Глупо, но ведь было. Никуда не деться. Жить без него не хотелось, и это было сильнее страха смерти. Прыгнула из окна кухни. Думала вырваться из нестерпимого одиночества, как бабочка из кокона. Но увы… не полетела ввысь, а рухнула нелепым кулем вниз. Хорошо, зацепилась за ветку дерева, смягчившую падение… Отсюда и хромоногость.

Вовчик навестил пару раз в больнице, виновато посидел у постели, украдкой косясь в сторону окна, как будто тут было уже мертвое, но еще не погребенное тело, а за окном ждало – теплое, живое. Догадка подтвердилась – когда он вышел, она дотянулась кое-как до подоконника и увидела удалявшуюся парочку. Две счастливые спины: его и девичью – в белой кроличьей шубке.

И все. Не сложилась жизнь: не жена и не мать. Были лишь жалкие попытки. Именно жалкие, ничем не окончившиеся. Да и творчество подкачало. Дети, конечно, цветы жизни, но порой она чувствовала себя удобрением. Поэтический талант превратился в коровий навоз.

Гуревич еще раз пристально посмотрела на Вовчика. Внимательно слушая Леонидовну, тот провел рукой по лысеющей голове. И было в этом жесте столько узнаваемого и родного, что стены класса вдруг раздвинулись, и Гуревич, прямо на стуле, с некрашеными волосами и нездоровым цветом лица, никому не нужная, нелюбимая, отправилась в чувственное путешествие по закоулкам прошлой любви. Она слышала его запах… Он шептал ей на ухо: «Ни, моя Ни…» Она смеялась… Он слегка прикусывал зубами кончик ее носа… Она гладила его щеку… Он… Она… Он… Она…

Леонидовна умолкла, родители задвигали стульями. Вовчик поднялся и заботливо помог своей благоверной выбраться из-за тесной парты. Гуревич, как есть, все такая же, со всеми приставками «не», спустилась с небес на землю, припечатав всеми четырьмя ножками стула потертый школьный линолеум. Не она и он. А они!

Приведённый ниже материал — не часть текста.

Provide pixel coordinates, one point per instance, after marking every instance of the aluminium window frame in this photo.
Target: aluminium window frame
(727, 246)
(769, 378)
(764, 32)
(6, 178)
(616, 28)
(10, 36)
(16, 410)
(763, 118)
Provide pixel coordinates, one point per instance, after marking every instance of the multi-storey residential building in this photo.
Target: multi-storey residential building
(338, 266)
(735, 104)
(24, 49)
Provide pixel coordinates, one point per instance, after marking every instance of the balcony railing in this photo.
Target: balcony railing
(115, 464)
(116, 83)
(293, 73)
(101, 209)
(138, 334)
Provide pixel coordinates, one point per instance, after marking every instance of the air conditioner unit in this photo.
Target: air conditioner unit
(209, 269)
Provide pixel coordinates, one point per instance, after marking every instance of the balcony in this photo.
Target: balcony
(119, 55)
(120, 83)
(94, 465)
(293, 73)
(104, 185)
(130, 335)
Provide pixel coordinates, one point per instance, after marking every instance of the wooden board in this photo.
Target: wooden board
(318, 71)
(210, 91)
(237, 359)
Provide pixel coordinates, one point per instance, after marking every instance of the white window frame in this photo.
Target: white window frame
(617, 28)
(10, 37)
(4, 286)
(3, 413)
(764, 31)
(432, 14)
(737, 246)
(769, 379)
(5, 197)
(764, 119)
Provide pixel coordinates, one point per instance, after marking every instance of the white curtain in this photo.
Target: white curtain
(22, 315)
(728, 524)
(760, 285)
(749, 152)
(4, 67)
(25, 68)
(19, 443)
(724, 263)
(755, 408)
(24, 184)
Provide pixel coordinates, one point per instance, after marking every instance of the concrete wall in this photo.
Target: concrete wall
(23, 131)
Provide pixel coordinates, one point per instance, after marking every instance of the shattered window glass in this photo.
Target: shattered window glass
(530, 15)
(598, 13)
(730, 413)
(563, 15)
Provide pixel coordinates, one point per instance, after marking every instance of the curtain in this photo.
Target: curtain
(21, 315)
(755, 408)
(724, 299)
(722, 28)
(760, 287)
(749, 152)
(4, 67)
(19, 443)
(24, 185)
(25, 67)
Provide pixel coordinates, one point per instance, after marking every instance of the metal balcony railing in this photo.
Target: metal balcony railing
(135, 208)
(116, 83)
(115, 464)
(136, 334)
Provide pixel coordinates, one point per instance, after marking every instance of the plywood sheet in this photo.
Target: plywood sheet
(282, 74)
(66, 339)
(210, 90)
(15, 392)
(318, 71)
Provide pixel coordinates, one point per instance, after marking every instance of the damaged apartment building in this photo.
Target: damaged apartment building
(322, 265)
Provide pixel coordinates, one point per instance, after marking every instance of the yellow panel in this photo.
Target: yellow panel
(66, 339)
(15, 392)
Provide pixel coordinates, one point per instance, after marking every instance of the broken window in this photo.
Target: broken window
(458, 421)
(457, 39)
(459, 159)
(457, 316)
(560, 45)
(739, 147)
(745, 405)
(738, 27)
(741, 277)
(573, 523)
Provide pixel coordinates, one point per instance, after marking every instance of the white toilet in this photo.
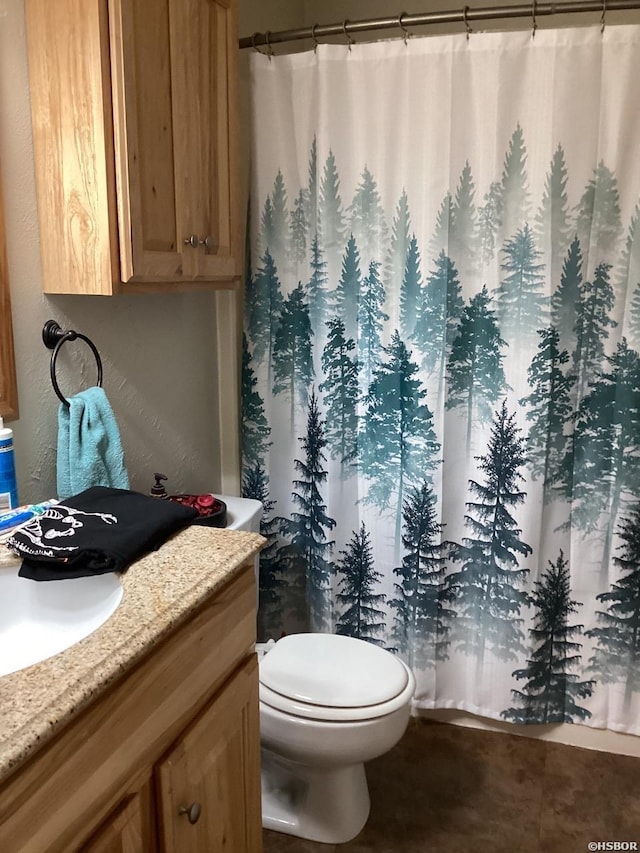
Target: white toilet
(328, 703)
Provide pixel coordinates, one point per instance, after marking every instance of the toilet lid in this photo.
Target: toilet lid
(333, 671)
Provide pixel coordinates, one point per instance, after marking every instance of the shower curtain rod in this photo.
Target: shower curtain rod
(465, 16)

Как тореадор, Вовчик развернул верхнюю одежду, и ненавистная толстуха, вслепую потыкавшись руками, вздернула ее на плечи. Облачившись, они выплыли из класса и пошли по коридору плечом к плечу. Гуревич смотрела им вслед. Опять две счастливые спины… Опять…

– Вот это шуба! – мечтательно пропела Леонидовна. – Роско-ошная!

Гуревич обернулась на Леонидовну, а затем вновь посмотрела на удалявшуюся парочку. И только сейчас обратила внимание, что на той, которая уводила ее Вовчика, была белоснежная, шелковистая, до пола шуба. «Почему жизнь все время поворачивается ко мне спиной? Почему у других и Вовчик, и шуба, и белобрысый сынок в пятом классе, а у меня всегда шиш с маслом?» – Гуревич сгребла кособокое пальтишко из учительской и, проходя мимо зеркала, вдруг остановилась. Она так давно не смотрела на себя оценивающим женским взглядом, что не знала, с чего начать. Робким жестом поправила волосы, внимательно прошлась глазами сверху вниз и горестно сказала: «Шиш! Даже без масла!»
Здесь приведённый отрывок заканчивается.